Kayyımlar Kürt ve HDP düşmanlığıdır

Özellikle Batman halkının iradesi olarak seçilen belediye eşbaşkanlarını görevden aldılar, yerlerine kayyım atadılar. Sadece Batman’da değil bizim kazandığımız her yerde HDP’li belediyelerde belediye eşbaşkanlarımızın görevden alınması ve yerlerine kayyım atanması tam da Kürt düşmanlığı ve HDP düşmanlığıdır. Ama biz bu ülkede hiç kimseye düşmanlık duymuyoruz. Bu ülkenin geleceği, bu ülkenin yarınları, gençlerimizin kadınlarımızın geleceği için barış ve özgürlük mücadelesi veriyoruz, demokrasi ve adalet mücadelesi veriyoruz.

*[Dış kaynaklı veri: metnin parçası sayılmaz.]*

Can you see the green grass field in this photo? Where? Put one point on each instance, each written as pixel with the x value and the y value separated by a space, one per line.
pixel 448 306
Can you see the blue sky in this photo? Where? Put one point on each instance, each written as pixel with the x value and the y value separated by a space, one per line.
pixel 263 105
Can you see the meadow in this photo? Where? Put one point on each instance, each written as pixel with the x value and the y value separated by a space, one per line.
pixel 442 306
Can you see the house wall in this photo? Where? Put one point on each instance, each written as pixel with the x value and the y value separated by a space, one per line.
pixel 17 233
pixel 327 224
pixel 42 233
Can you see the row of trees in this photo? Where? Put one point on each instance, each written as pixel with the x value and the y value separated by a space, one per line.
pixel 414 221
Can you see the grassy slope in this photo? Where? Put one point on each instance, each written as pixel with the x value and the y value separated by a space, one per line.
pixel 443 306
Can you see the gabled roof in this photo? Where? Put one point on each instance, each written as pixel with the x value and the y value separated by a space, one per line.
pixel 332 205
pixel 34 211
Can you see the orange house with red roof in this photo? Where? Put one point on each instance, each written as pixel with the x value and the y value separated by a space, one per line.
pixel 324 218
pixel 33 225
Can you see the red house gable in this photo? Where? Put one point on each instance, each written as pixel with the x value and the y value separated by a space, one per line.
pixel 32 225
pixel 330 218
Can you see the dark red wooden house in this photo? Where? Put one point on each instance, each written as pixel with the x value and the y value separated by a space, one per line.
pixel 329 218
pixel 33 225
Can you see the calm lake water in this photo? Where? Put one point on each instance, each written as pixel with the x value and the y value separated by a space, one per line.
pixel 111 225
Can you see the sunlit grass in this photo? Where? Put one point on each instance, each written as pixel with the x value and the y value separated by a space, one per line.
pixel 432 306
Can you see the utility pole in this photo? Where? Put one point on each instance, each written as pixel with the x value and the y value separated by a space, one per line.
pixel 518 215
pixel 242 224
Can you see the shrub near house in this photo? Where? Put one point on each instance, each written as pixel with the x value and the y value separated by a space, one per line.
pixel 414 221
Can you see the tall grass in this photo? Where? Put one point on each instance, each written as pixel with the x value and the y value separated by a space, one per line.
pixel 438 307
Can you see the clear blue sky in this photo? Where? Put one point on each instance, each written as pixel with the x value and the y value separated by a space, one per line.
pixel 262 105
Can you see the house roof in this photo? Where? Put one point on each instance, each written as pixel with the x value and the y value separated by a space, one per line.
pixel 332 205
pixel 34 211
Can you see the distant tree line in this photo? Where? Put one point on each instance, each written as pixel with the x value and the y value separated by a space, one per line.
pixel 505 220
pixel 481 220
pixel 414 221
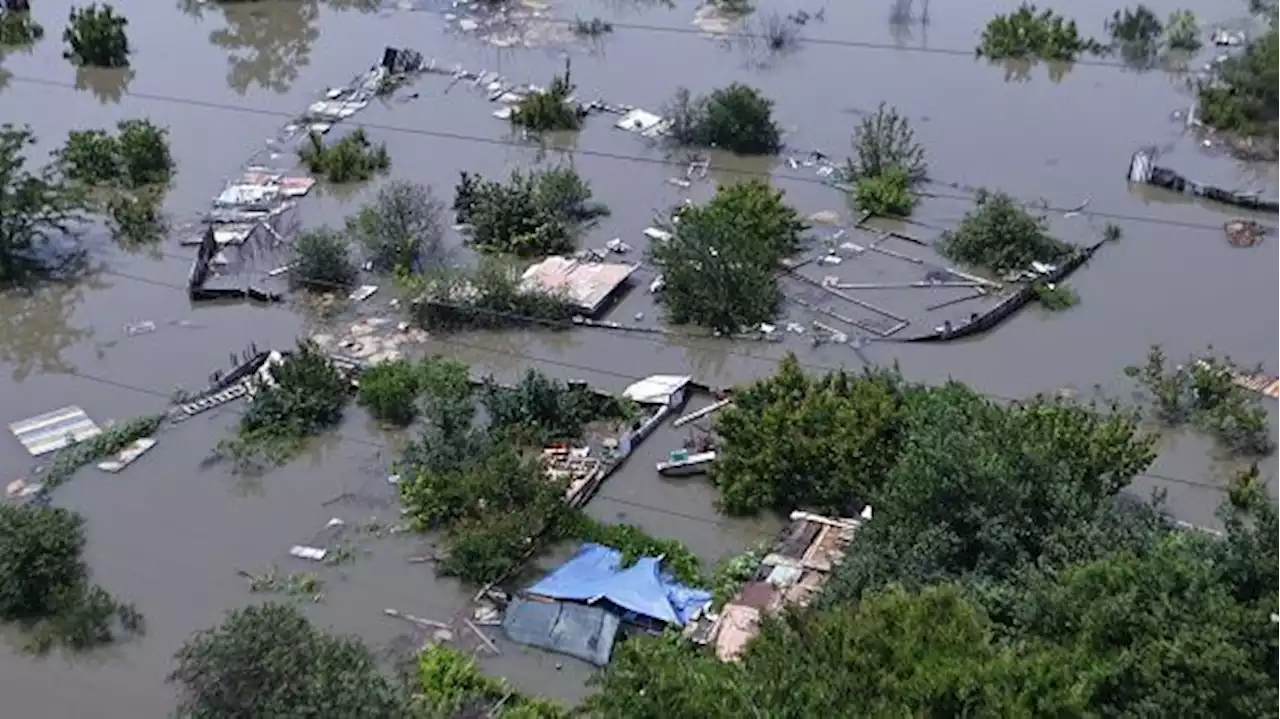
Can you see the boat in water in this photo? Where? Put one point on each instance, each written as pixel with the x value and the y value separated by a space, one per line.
pixel 682 463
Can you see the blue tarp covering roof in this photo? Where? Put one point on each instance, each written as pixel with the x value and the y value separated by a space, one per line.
pixel 594 575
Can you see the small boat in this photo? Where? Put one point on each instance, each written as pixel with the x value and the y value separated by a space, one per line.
pixel 681 463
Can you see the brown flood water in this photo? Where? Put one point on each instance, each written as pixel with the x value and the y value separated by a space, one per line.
pixel 170 535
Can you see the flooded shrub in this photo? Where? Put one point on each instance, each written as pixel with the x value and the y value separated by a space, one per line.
pixel 95 37
pixel 1028 32
pixel 1000 236
pixel 736 118
pixel 37 207
pixel 1183 31
pixel 402 229
pixel 321 261
pixel 270 660
pixel 1056 297
pixel 45 587
pixel 530 215
pixel 883 141
pixel 488 296
pixel 17 28
pixel 1244 100
pixel 593 27
pixel 887 195
pixel 351 159
pixel 853 424
pixel 389 392
pixel 137 155
pixel 1203 392
pixel 307 398
pixel 552 109
pixel 721 265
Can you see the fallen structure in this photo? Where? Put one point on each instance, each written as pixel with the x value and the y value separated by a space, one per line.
pixel 580 608
pixel 981 323
pixel 1143 170
pixel 792 573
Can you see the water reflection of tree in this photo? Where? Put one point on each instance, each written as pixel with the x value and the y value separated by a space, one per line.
pixel 106 85
pixel 35 325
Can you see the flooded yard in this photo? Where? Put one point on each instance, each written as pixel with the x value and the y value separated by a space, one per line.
pixel 170 532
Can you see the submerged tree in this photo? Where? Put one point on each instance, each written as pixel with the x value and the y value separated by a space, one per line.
pixel 269 660
pixel 402 229
pixel 721 265
pixel 736 118
pixel 36 209
pixel 1000 236
pixel 96 37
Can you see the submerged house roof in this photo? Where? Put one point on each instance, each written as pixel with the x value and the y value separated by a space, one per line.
pixel 594 575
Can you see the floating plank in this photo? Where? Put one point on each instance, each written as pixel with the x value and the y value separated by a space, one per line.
pixel 54 430
pixel 127 456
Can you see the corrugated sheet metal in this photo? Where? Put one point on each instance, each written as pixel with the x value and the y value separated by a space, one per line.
pixel 54 430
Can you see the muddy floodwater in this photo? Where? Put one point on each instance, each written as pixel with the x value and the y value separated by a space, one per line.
pixel 170 534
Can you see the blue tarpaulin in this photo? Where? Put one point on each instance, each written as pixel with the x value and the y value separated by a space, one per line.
pixel 594 575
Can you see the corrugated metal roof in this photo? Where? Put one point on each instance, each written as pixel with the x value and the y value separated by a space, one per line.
pixel 54 430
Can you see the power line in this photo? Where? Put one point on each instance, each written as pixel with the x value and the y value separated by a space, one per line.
pixel 622 158
pixel 575 367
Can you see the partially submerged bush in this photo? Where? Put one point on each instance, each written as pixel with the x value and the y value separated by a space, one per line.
pixel 887 195
pixel 552 109
pixel 1028 32
pixel 533 214
pixel 17 28
pixel 1203 392
pixel 721 265
pixel 736 118
pixel 45 587
pixel 402 229
pixel 1244 100
pixel 96 37
pixel 351 159
pixel 321 261
pixel 137 155
pixel 306 399
pixel 388 390
pixel 1000 236
pixel 489 296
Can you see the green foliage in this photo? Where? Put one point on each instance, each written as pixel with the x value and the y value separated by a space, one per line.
pixel 983 493
pixel 1028 32
pixel 1056 297
pixel 306 399
pixel 489 294
pixel 95 37
pixel 1000 236
pixel 634 543
pixel 113 439
pixel 792 442
pixel 1246 101
pixel 887 195
pixel 37 209
pixel 17 28
pixel 721 265
pixel 552 109
pixel 401 230
pixel 321 261
pixel 533 214
pixel 389 392
pixel 736 118
pixel 1203 392
pixel 45 587
pixel 885 142
pixel 269 660
pixel 351 159
pixel 1183 31
pixel 452 685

Kürt sorununu çözmek için Öcalan ile görüşmelerin mutlaka başlaması lazım

İşte bunun için diyoruz ki o başlatılan süreçte, hani İmralı’ya gidip Sayın Abdullah Öcalan’la görüşmeler yaptığımız süreçte, bu ülkede hiç kimsenin yaşamını yitirmediği o süreçte, annelerin, gençlerin, kadınların geleceğine umutla baktığı o süreçte umut vardı, huzur vardı. Ancak o sürecin bitmesiyle bir kez daha İmralı’da Sayın Öcalan üzerindeki tecridin derinleştirilmesiyle bu süreci daha da ağırlaştıran bir zihniyet ve politika ile karşı karşıyayız. Bu ülkeye demokrasi, Kürt sorunu çözülmeden asla gelmez. Bu ülkeye özgürlükler, adalet, hukuk Kürt sorunu çözülmeden asla gelmez. İşte onun için diyoruz ki Kürt sorununu çözmek için İmralı’da Sayın Öcalan ile görüşmelerin mutlaka başlaması lazım. Bu tecrit asla kabul edilir değildir. Sayın Öcalan’ın da cezaevlerindeki bütün insanlar gibi ailesi ve avukatlarıyla görüşme hakkı vardır. Bu hak ve hukuk bizim yarattığımız hak ve hukuk değildir, bu ülkeyi yönetenlerin çıkardığı yasalardır. Ancak kendi çıkardıkları yasaları bile uygulamayan kirli bir zihniyet var karşımızda.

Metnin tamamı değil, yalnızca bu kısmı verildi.